Speaking before over 15 000 Basotho at the celebrations broadcast live on national television and radio stations yesterday, King Letsie paid tribute to President Mugabe for continuing to support his country, saying the President's presence demonstrated genuine friendship and solidarity.

He said it was important for Zimbabwe to remain peaceful during the fast-approaching elections to ensure national and regional benefits.

"We are humbled by this gesture of friendship and solidarity," said King Letsie. "We all know that to a politician, there is nothing more pressing than an election campaign and the strenuous quest to garner votes for themselves and their parties.

"Of course, we also know that in Zimbabwe, as we stand here, politicians of all parties are traversing the country, chasing those votes which they hope will deliver to them a favourable outcome in a few weeks to come.

"However, there is at least one Zimbabwean politician who has decided to leave all of that behind just for a day in order to celebrate with us. I would like to say to that veteran politician, 'Your Excellency, your presence here today is a clear demonstration of your enduring respect and love for Basotho and Lesotho. For that we wish to express our sincerest appreciation and deepest gratitude'.

"All of us hope that those elections will be peaceful for the benefit of all Zimbabweans and the region as a whole."

Digressing from his prepared speech, King Letsie thanked President Mugabe for pulling him out of the "abyss of humiliation" by motivating him to marry.

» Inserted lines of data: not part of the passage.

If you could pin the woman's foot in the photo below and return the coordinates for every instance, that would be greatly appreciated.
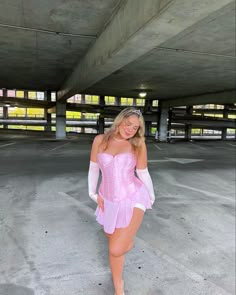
(120, 290)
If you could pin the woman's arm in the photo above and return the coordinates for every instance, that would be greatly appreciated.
(93, 173)
(142, 171)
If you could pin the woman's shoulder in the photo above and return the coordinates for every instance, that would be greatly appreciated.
(98, 139)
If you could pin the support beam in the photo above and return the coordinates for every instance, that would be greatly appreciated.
(5, 110)
(188, 127)
(137, 28)
(163, 123)
(226, 97)
(47, 116)
(225, 116)
(60, 120)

President Mugabe had on the eve of the celebrations told guests of how the King's late mother got increasingly worried about her son's prolonged run of bachelorhood.

He had also revealed how his marriage to First Lady Amai Grace Mugabe following the death of his first wife, Amai Sally Mugabe, motivated the King to seek out a bride.

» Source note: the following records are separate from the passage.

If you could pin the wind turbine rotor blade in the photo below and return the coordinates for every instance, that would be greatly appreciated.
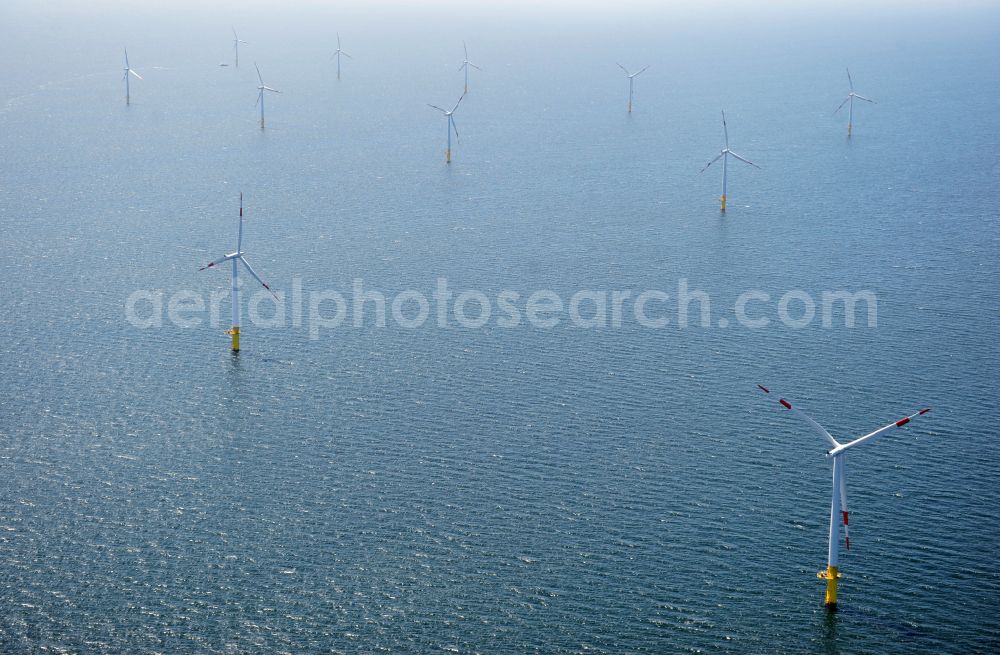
(805, 417)
(255, 276)
(717, 158)
(877, 433)
(217, 262)
(843, 500)
(745, 161)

"Those who were at the banquet remember that veteran of a politician recalling the days of old when I was a bachelor. I would like to say he was right. I was truly embarrassed.

I was more than embarrassed. In fact, I was also jealous," said King Letsie.

"When I expressed those sentiments of embarrassment and jealousy. . . I would just like to remind him that it was in 1996. My father had just passed away and unexpectedly,

I assumed office. Six months after that, I was thrown into the deep end by being asked to host the Sadc Heads of State summit.

"I was embarrassed because I was a bachelor. I was jealous because he had just married a young wife and I had nothing. But because of that, I was motivated to put that right. It took me three or four years to do it. I thank you for rescuing me from the abyss; for rescuing me from being humiliated and being teased by my elders and other people.

"Since then, I would really like to say thank you (my wife) because we have created a wonderful home and we have enjoyed love, stability and comfort with you and our children."

King Letsie III's birthday anniversary is a public holiday celebrated countrywide.

Yesterday's event saw more than 15 000 Basotho converge on Setsoto Stadium to witness various performances ranging from army displays and traditional dances and to enjoy the day with their leader.

President Mugabe returned home last night and was welcomed at the Harare International Airport by Vice President Joice Mujuru, State Security Minister Sydney Sekeramayi, service chiefs and other senior Government officials.